A Amazônia e o Pantanal são os mais afetados, devido ao clima quente e úmido que acelera a decomposição da matéria orgânica, aumentando as emissões de carbono e a mobilidade do mercúrio. No Cerrado, a estação seca intensifica a decomposição da matéria orgânica, aumentando a liberação de carbono e a biodisponibilidade de mercúrio, enquanto o excesso de chuvas na estação chuvosa diminui a oxigenação do solo. A Mata Atlântica, com um longo período sem mineração ativa, apresentou maior resiliência com a recuperação da vegetação e a estabilização do mercúrio no solo.
“Naturalmente, o solo tende a se recuperar e a natureza possui forte capacidade de regeneração. Em contrapartida, na Amazônia, o clima quente e úmido não favorece uma recuperação tão rápida, especialmente se não tiver intervenção humana,” afirma o pesquisador. A mineração ilegal impacta profundamente o solo e a análise feita nos primeiros 20 cm revelou uma perda mínima média de 3,5 toneladas de carbono nos biomas. “Considerando a floresta original e maiores profundidades, os números podem ser gigantescos”, aponta Soares, que realiza pesquisa de pós-doutorado no Departamento de Ciências do Solo na Escola Superior de Agricultura Luiz de Queiroz (Esalq) da USP, sob supervisão do professor Luís Reynaldo Ferracciú Alleoni.
Sem a vegetação, o solo exposto perde carbono rapidamente, especialmente durante as mudanças de estação, liberando mercúrio e aumentando o risco de contaminação da água, peixes e populações ribeirinhas e indígenas, já que o acúmulo do metal no solo pode chegar a 39 kg por hectare.
Das coletas aos números
No garimpo, o mercúrio é usado para separar o ouro presente no solo ou na água ao formar uma substância chamada amálgama, que é uma liga metálica criada pela união do mercúrio com partículas de ouro. Essa mistura é então aquecida, o que faz com que o mercúrio evapore, restando o ouro. “Eles usam o mercúrio para lavar o material e com ele o ouro vira como uma pedrinha.

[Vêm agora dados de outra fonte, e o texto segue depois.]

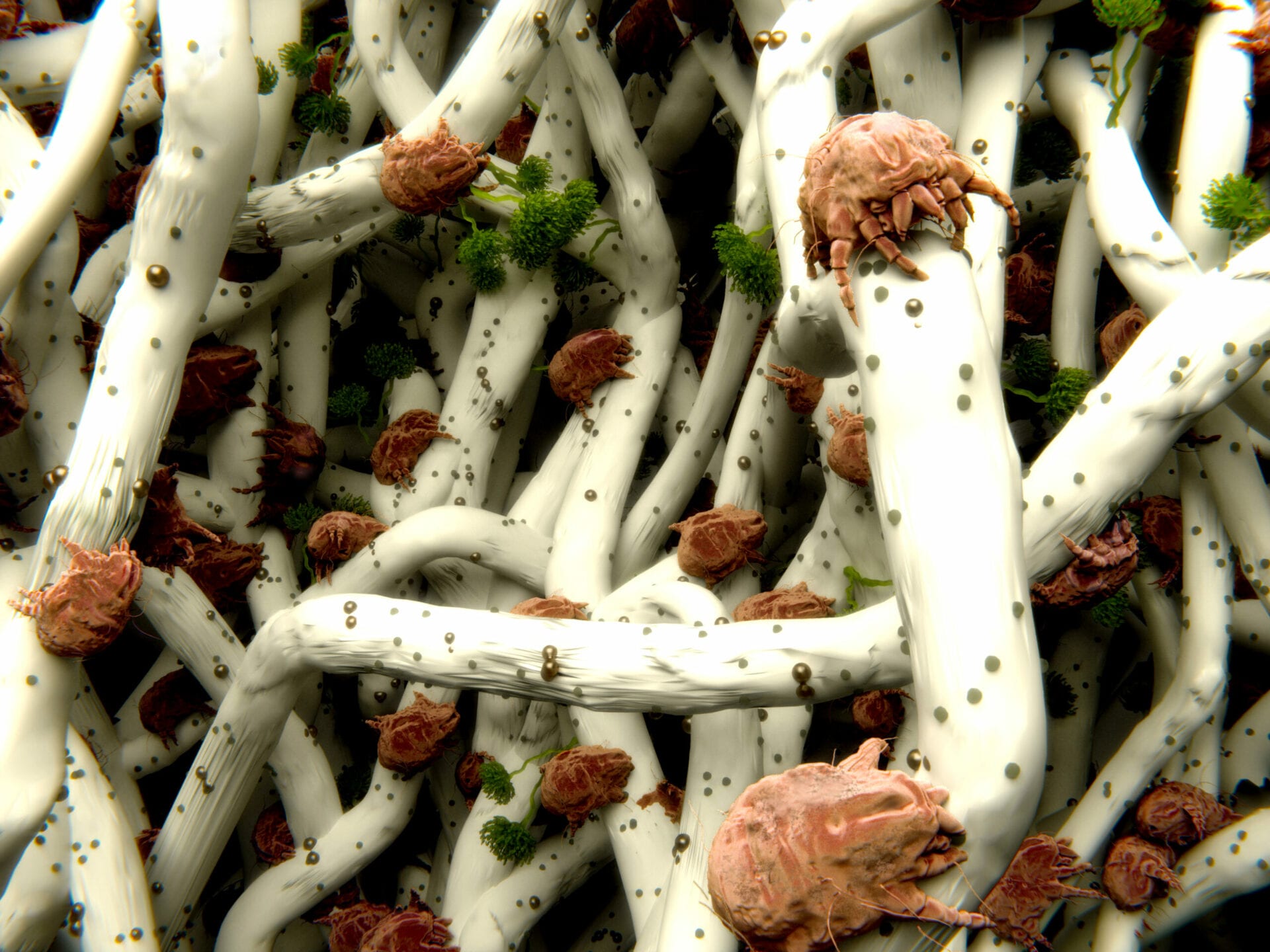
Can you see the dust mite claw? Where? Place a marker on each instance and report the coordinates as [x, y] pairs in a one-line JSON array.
[[402, 444], [716, 542], [1180, 814], [552, 607], [878, 714], [429, 175], [165, 537], [1119, 333], [414, 927], [414, 736], [215, 382], [582, 779], [87, 608], [821, 853], [1096, 571], [667, 796], [13, 394], [1162, 534], [803, 391], [169, 701], [796, 602], [349, 924], [271, 837], [1033, 880], [870, 178], [587, 361], [849, 450], [338, 536], [1138, 871]]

Depois, queimam esse material para tirar o mercúrio”, explica Matheus Soares. Parte desse mercúrio evapora para a atmosfera, enquanto outra parte pode ser levada pelos córregos e se infiltra nos solos, onde pode permanecer retida na matéria orgânica.
A pretensão de Soares e demais pesquisadores era realizar um estudo em nível nacional para compreender os impactos da mineração ilegal. Por isso, fizeram coletas de amostra nos quatro biomas dos municípios de Tucumã (PA), Colider (MT), Poconé (MT) e Descoberto (MG). Cada área de coleta foi delimitada em um quadrante de 8 x 8 metros, totalizando 64 m² por local. Nesse espaço, as amostras foram retiradas a uma profundidade de 0 a 20 centímetros e as coletas feitas em 64 pontos, com média de 2,5 m de distância entre os pontos. As amostras foram obtidas ao final da estação chuvosa e da estação seca para avaliar a influência delas na dinâmica do carbono e do mercúrio nos solos.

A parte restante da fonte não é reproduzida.